My video works reconceive television drama and non-fiction moving images to investigate contemporary socio-political conditions, especially the systemic relationships between labor, economics and politics, in order to investigate people’s roles within them. These films focus on the current social crisis. My art practice PhD at the Royal Institute of Art has focused on questions related to making films against capitalism. I see the fight against capitalism as against a system of exchange that everyone takes part in, but which helps no one. Opposing capitalism means opposing exploitative labour conditions, all forms of systemic discrimination and the role of the state within these. Films that are against capitalism involve knowledge that opposes it, however this involves different types of knowledge beyond the ways that knowledge about capitalism is conventionally conceived. Affective, associative thought and knowledge that develops from practice need to be part of films that communicate about a world beyond capitalism.

My PhD project Films Against Capitalism comprises video works and writing. The video works reflect my approaches to making films against capitalism while the writing begins with a discussion of my video works and broadens this to describe films against capitalism as a breadth of possibilities.
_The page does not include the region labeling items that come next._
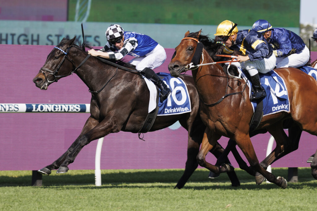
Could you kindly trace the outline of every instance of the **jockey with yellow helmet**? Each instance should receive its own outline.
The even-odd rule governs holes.
[[[111,25],[106,31],[107,42],[101,51],[93,49],[88,53],[94,56],[119,60],[127,54],[135,58],[129,62],[147,78],[151,80],[160,90],[163,99],[171,92],[171,89],[152,69],[164,63],[166,53],[161,46],[149,36],[135,32],[125,32],[120,25]]]
[[[236,25],[230,21],[223,21],[218,25],[214,35],[225,45],[224,53],[232,54],[236,50],[242,53],[243,55],[238,56],[237,59],[251,76],[255,91],[252,99],[259,99],[266,95],[259,73],[266,73],[273,69],[276,58],[261,33],[249,29],[238,31]]]
[[[294,33],[283,28],[273,28],[267,21],[259,19],[252,29],[262,33],[273,48],[276,57],[276,68],[298,67],[309,60],[309,50],[303,40]]]

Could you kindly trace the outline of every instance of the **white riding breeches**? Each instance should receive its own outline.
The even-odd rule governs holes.
[[[298,54],[293,54],[288,56],[276,57],[276,68],[298,67],[305,65],[309,60],[309,50],[307,47]]]
[[[152,51],[145,56],[134,58],[129,62],[131,64],[135,66],[138,70],[143,70],[146,67],[153,69],[159,67],[166,59],[165,50],[159,44],[158,44]]]

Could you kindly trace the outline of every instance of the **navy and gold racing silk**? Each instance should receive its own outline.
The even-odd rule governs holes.
[[[268,43],[277,57],[298,54],[305,48],[306,45],[302,39],[291,31],[283,28],[273,28],[271,31]]]
[[[250,61],[268,57],[272,54],[273,50],[262,34],[249,29],[238,31],[234,43],[230,48],[226,47],[223,51],[226,54],[231,54],[234,50],[248,55]]]
[[[134,32],[125,32],[123,46],[118,50],[114,45],[107,42],[101,49],[108,52],[110,59],[119,60],[127,54],[135,57],[145,56],[158,44],[147,35]]]

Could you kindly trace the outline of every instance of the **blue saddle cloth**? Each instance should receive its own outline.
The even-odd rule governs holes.
[[[317,80],[316,69],[308,66],[302,66],[298,68]],[[243,76],[246,77],[245,75]],[[266,96],[263,100],[263,116],[281,111],[289,112],[288,91],[283,79],[274,70],[265,74],[260,74],[260,77],[261,84],[266,93]],[[251,87],[249,81],[248,81],[248,85],[249,87]],[[250,92],[249,93],[251,95]],[[254,112],[256,107],[256,103],[253,101],[252,103]]]
[[[299,67],[299,69],[304,73],[313,76],[315,80],[317,80],[317,70],[309,66],[302,66]]]
[[[171,74],[159,73],[162,80],[167,84],[171,92],[163,102],[158,103],[158,116],[178,114],[191,111],[191,99],[184,81],[179,78],[172,77]]]

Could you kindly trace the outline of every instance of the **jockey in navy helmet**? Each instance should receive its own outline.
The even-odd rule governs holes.
[[[252,29],[262,33],[273,48],[276,68],[298,67],[309,59],[309,50],[300,37],[283,28],[273,28],[267,21],[259,19]]]

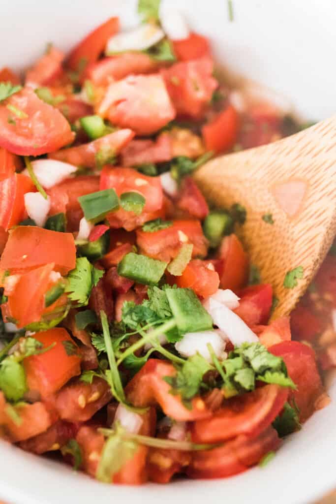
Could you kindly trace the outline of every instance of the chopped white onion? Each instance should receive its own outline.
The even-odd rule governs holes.
[[[215,331],[187,333],[180,341],[175,344],[175,348],[183,357],[191,357],[198,352],[210,362],[212,359],[207,346],[209,343],[217,356],[221,358],[225,350],[226,343]]]
[[[174,198],[178,193],[178,185],[176,180],[174,180],[169,171],[166,171],[160,175],[162,189],[168,196]]]
[[[32,165],[36,178],[46,189],[62,182],[77,170],[76,166],[56,159],[36,159]],[[22,173],[29,176],[27,169]]]
[[[132,434],[138,434],[143,423],[143,420],[137,413],[131,411],[121,403],[117,408],[114,422],[118,421],[124,429]]]
[[[160,14],[160,21],[165,33],[171,40],[187,38],[190,31],[180,12],[165,9]]]
[[[46,200],[40,193],[26,193],[24,198],[27,214],[38,226],[43,227],[50,209],[50,198]]]
[[[163,30],[158,26],[143,23],[109,39],[105,48],[105,54],[108,56],[124,51],[144,51],[157,44],[164,36]]]
[[[85,217],[82,217],[79,221],[79,230],[76,239],[87,240],[93,227],[93,224],[87,221]]]

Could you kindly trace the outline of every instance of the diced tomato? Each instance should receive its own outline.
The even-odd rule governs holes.
[[[73,376],[81,373],[81,357],[77,345],[61,327],[36,333],[34,338],[47,348],[44,353],[31,355],[23,360],[27,384],[46,397],[58,390]]]
[[[77,380],[59,391],[55,400],[55,407],[63,420],[85,422],[112,398],[107,382],[95,376],[92,383]]]
[[[291,395],[300,411],[300,421],[303,422],[316,409],[315,401],[323,390],[314,350],[298,341],[284,342],[268,350],[285,361],[288,374],[297,388]]]
[[[120,128],[150,135],[175,116],[162,77],[130,76],[110,84],[98,113]]]
[[[89,65],[84,73],[94,85],[105,86],[127,75],[150,73],[157,66],[155,60],[145,53],[123,52]]]
[[[218,273],[209,267],[207,261],[194,259],[187,265],[180,276],[174,277],[174,283],[178,287],[192,289],[197,296],[208,297],[214,294],[219,286]]]
[[[248,274],[248,259],[237,236],[223,238],[219,252],[222,263],[217,265],[222,289],[237,291],[244,286]],[[216,266],[215,266],[216,268]]]
[[[23,220],[24,195],[35,191],[31,179],[22,173],[14,173],[0,181],[0,226],[6,231]]]
[[[58,159],[76,166],[95,168],[98,164],[97,155],[101,153],[107,159],[115,155],[124,147],[134,137],[130,130],[119,130],[110,133],[88,144],[83,144],[75,147],[69,147],[56,151],[49,155],[51,159]]]
[[[73,49],[66,61],[68,66],[72,70],[83,71],[87,65],[94,63],[103,52],[108,39],[119,31],[119,28],[118,18],[110,18],[100,25]]]
[[[178,116],[202,116],[218,85],[213,70],[209,57],[181,61],[161,70]]]
[[[172,43],[176,57],[181,61],[197,59],[205,56],[211,56],[208,39],[194,32],[191,32],[187,38],[173,40]]]
[[[69,439],[76,437],[78,430],[76,424],[59,420],[45,432],[23,441],[20,446],[27,452],[40,455],[64,446]]]
[[[188,421],[209,418],[211,412],[199,397],[192,399],[191,409],[188,409],[178,396],[170,393],[170,386],[163,379],[174,376],[176,372],[172,364],[150,359],[126,386],[127,400],[140,408],[158,404],[165,414],[174,420]]]
[[[255,437],[271,425],[288,397],[287,388],[271,385],[232,398],[212,418],[193,424],[192,439],[195,443],[212,443],[242,434]]]
[[[0,70],[0,82],[10,82],[13,85],[21,84],[19,76],[8,67],[4,67]]]
[[[24,116],[17,116],[7,108],[9,105],[21,111]],[[69,123],[59,111],[40,100],[28,88],[2,102],[0,124],[0,147],[21,156],[52,152],[71,143],[75,138]]]
[[[192,453],[187,471],[191,478],[224,478],[246,471],[270,452],[278,449],[281,441],[277,431],[268,427],[257,437],[240,435],[218,448]]]
[[[183,178],[177,205],[180,210],[201,220],[205,219],[209,213],[209,207],[204,196],[191,177]]]
[[[173,157],[169,133],[161,133],[155,141],[132,140],[121,153],[123,166],[136,166],[147,163],[161,163]]]
[[[223,152],[233,147],[237,140],[239,117],[230,105],[211,122],[202,128],[202,135],[208,151]]]
[[[137,243],[140,251],[167,263],[177,255],[181,245],[187,242],[193,245],[193,257],[206,256],[208,242],[199,221],[176,220],[170,227],[153,233],[137,230]]]
[[[0,270],[9,270],[13,275],[54,263],[55,270],[65,276],[75,268],[76,258],[75,240],[70,233],[19,226],[10,233]]]
[[[26,86],[33,88],[48,86],[62,72],[64,53],[52,46],[26,74]]]
[[[282,341],[290,341],[291,339],[291,327],[288,317],[277,319],[270,326],[264,326],[259,335],[260,342],[267,348]]]
[[[312,341],[322,332],[323,325],[311,310],[299,305],[291,313],[291,327],[295,339]]]
[[[134,283],[132,280],[118,274],[116,266],[112,266],[106,272],[106,281],[113,290],[122,294],[129,290]]]
[[[251,285],[243,289],[239,297],[239,306],[235,312],[248,326],[267,324],[272,305],[272,285]]]

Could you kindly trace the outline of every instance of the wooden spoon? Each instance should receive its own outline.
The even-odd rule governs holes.
[[[238,234],[279,299],[273,318],[289,314],[336,233],[336,116],[278,142],[217,158],[194,177],[211,203],[245,207]],[[286,274],[300,266],[302,278],[285,287]]]

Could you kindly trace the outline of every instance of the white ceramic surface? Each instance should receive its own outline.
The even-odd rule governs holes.
[[[336,109],[334,0],[164,0],[210,36],[219,61],[288,96],[307,118]],[[135,0],[0,0],[0,68],[22,69],[47,42],[66,49],[109,16],[134,25]],[[160,504],[192,500],[227,504],[308,504],[336,487],[333,401],[292,436],[265,468],[210,481],[164,487],[106,485],[45,459],[0,444],[0,500],[12,504]]]

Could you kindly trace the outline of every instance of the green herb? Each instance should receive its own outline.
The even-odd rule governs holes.
[[[72,301],[85,306],[89,302],[91,290],[104,275],[104,271],[94,268],[86,257],[76,259],[76,267],[68,276],[65,292]]]
[[[126,212],[133,212],[140,215],[146,205],[146,198],[139,193],[123,193],[120,197],[120,207]]]
[[[274,224],[274,221],[273,220],[273,217],[272,214],[264,214],[261,217],[261,219],[264,222],[266,222],[266,224]]]
[[[180,276],[191,259],[193,248],[192,243],[183,243],[176,257],[167,267],[168,271],[175,276]]]
[[[47,219],[44,224],[46,229],[57,231],[59,233],[65,233],[66,229],[66,217],[63,213],[55,214]]]
[[[161,229],[166,229],[172,225],[173,223],[171,221],[164,221],[159,218],[146,222],[143,226],[142,229],[143,231],[147,233],[155,233],[157,231],[161,231]]]
[[[94,223],[102,220],[109,212],[119,208],[118,197],[114,189],[105,189],[80,196],[78,201],[86,220]]]
[[[175,365],[175,367],[176,375],[164,376],[163,380],[170,385],[170,393],[180,395],[186,407],[191,409],[190,401],[198,393],[203,376],[211,369],[211,366],[204,357],[196,353],[182,365]]]
[[[35,174],[33,165],[30,162],[30,160],[27,156],[25,156],[25,164],[27,169],[29,176],[32,179],[32,181],[40,194],[42,195],[45,200],[48,199],[48,196],[40,182],[37,180],[37,177]]]
[[[255,264],[250,265],[250,271],[248,275],[248,283],[249,285],[258,285],[261,283],[261,278],[259,268]]]
[[[62,447],[60,451],[63,456],[72,455],[74,457],[74,470],[78,471],[83,464],[83,459],[81,448],[76,440],[73,438],[69,439],[67,444]]]
[[[22,86],[13,86],[10,82],[0,82],[0,101],[6,100],[22,89]]]
[[[286,289],[293,289],[296,287],[298,279],[300,280],[303,277],[303,266],[298,266],[294,270],[288,271],[284,280],[284,287]]]
[[[90,324],[97,324],[97,315],[92,310],[78,311],[75,316],[76,327],[81,330],[85,329]]]

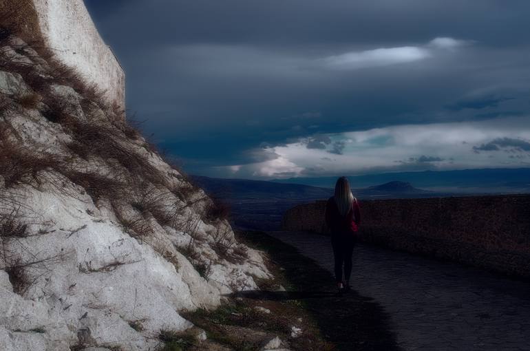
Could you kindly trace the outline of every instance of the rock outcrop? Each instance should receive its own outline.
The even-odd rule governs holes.
[[[193,326],[180,312],[270,277],[100,97],[0,30],[1,350],[155,350]]]

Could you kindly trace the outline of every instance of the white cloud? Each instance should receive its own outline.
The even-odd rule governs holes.
[[[530,153],[510,158],[506,152],[480,152],[473,146],[511,138],[530,140],[530,118],[511,117],[451,123],[406,125],[328,135],[326,149],[308,149],[307,140],[266,148],[277,155],[274,160],[243,164],[241,176],[291,178],[306,175],[355,174],[385,171],[522,167]],[[342,155],[328,152],[335,142],[345,142]],[[432,159],[436,162],[412,162]],[[409,167],[409,168],[407,168]],[[416,167],[416,168],[413,168]]]
[[[324,62],[326,66],[331,68],[352,70],[414,62],[430,56],[429,52],[421,47],[404,46],[347,52],[327,57],[324,58]]]
[[[337,70],[356,70],[419,61],[434,56],[433,49],[454,50],[470,42],[449,37],[438,37],[420,46],[381,47],[350,52],[323,58],[325,67]]]
[[[465,40],[454,39],[447,36],[434,38],[429,42],[429,46],[438,49],[455,49],[470,44],[471,42]]]

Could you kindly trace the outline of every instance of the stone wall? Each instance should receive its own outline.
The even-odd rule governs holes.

The pressing matter of capital’s crisis is connected to the converging long-term environmental, social, economic and health crises of the present moment. All of these crises are intertwined. Societies are currently confronting many systemic forms of discrimination, some of which preceded capitalism. There are many aspects of the current social crisis that involve racism, and the present moment has brought fascist governments and groups into power, leading to a period when people urgently need to fight the racism, fascism, patriarchy, homophobia, transphobia and ableism that the far-right is promoting. From the anger after the Grenfell Tower fire to the George Floyd Rebellion, people see that systemic racism is used to disregard and criminalize people, putting them in danger and pushing them into informal labour markets. Meanwhile, the health crisis of COVID-19 in recent years has coincided with a crisis in housing, labour and care, and beyond this it brought to light prevailing views that regard societies not as societies, but as collections of disconnected individuals. Such an approach is vastly inadequate when confronted with a health crisis such as COVID-19, that caused capitalist social systems to break down.

In my PhD project the focus is to show how people experience capitalist abstractions. What is most needed right now is art and film that looks at the details of capitalist oppression but does so by communicating imaginings, emotions, and poses material problems. Moreover, it is necessary to fight capitalism not with a view only to its larger structures but also to the ways that systemic oppressions take the forms of specific conditions in people’s lives. This is one of the reasons why film is important as a means to oppose capital. Films can tie together societal and structural levels of situations with the details of people’s experiences. My PhD project is the result of a period when I have made two major changes to my video projects: I have immersed the production of my video projects in social conditions – whether this is achieved by, for example,  working throughout the city of Orlando as I did in Crowds or working with participants as I did in Home Together. TV-style fiction, a distinctive part of my artistic practice, meets documentary. This has made it possible for me to look at people’s concrete situations.